Cette initiative a permis de sensibiliser et de former 50 élèves, 25 filles et 25 garçons issus de cinq écoles de la commune de Kimbanseke. Les établissements concernés sont : le Lycée technique Palazzolo, le Complexe scolaire Madre Teresa Gabrieli, l’Institut Malako, le Complexe scolaire Saint Marc et l’École Don Bosco, tous situés dans le quartier Kingasani.

Lors de cette descente sur le terrain, l’équipe de M.M.GEPROF a également procédé à l’installation de cinq clubs scolaires dédiés à la lutte contre les VBG. Ces clubs, composés d’élèves formés, serviront de relais de sensibilisation au sein de leurs écoles respectives.

Selon Bernadette MBUYI, l’objectif est de renforcer la prévention en dotant les jeunes d’informations et d’outils nécessaires pour identifier, dénoncer et combattre les violences basées sur le genre dans leur environnement scolaire.
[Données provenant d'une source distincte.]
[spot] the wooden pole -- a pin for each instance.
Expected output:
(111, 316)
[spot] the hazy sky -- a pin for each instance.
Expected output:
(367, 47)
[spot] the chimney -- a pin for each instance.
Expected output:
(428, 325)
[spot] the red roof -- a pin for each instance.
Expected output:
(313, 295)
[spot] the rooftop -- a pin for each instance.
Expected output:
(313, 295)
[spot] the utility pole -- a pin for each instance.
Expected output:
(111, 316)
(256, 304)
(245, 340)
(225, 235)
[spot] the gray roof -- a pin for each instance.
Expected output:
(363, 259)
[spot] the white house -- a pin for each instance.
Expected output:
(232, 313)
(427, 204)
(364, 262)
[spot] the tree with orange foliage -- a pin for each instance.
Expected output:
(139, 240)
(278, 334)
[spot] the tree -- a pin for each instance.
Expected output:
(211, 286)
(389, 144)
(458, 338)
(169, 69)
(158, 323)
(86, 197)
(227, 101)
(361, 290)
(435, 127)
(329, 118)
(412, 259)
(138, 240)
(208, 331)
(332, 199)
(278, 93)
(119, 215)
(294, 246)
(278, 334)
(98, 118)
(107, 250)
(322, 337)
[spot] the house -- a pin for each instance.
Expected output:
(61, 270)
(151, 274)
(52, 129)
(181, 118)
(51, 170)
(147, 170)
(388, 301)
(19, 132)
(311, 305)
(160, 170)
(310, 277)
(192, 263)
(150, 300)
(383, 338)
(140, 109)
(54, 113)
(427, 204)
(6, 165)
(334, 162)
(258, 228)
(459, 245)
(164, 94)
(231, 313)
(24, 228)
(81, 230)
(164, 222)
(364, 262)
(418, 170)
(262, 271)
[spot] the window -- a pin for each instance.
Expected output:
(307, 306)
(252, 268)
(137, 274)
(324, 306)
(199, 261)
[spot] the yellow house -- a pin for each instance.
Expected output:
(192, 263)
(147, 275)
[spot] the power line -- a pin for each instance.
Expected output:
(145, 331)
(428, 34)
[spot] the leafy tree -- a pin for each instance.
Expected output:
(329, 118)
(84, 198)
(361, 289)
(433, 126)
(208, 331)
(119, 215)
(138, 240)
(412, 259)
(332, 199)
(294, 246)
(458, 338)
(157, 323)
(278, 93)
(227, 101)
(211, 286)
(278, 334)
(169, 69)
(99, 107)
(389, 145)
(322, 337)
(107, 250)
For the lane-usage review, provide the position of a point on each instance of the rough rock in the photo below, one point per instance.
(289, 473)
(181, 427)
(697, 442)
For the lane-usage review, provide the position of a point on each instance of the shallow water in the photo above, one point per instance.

Les VBG en milieu scolaire constituent en effet un défi majeur dans de nombreuses communautés. Elles se manifestent sous diverses formes : violences sexuelles, harcèlement, discriminations et pratiques compromettant l’épanouissement des élèves, en particulier des jeunes filles. Plusieurs organisations de la société civile œuvrent ainsi à sensibiliser les enfants dès le bas âge afin de promouvoir une culture du respect, de l’égalité et de la protection des droits des élèves.

Pour la coordinatrice de M.M.GEPROF, agir dès l’école est une stratégie essentielle pour bâtir une société plus équilibrée :

« Si nous parvenons à éradiquer ce fléau à la base, c’est-à-dire en milieu scolaire, nous aurons une société plus juste où les hommes respecteront davantage les femmes et où les femmes seront plus épanouies », a-t-elle expliqué, avant d’appeler la communauté à se mobiliser davantage pour combattre fermement les VBG, aussi bien dans les écoles que dans les quartiers.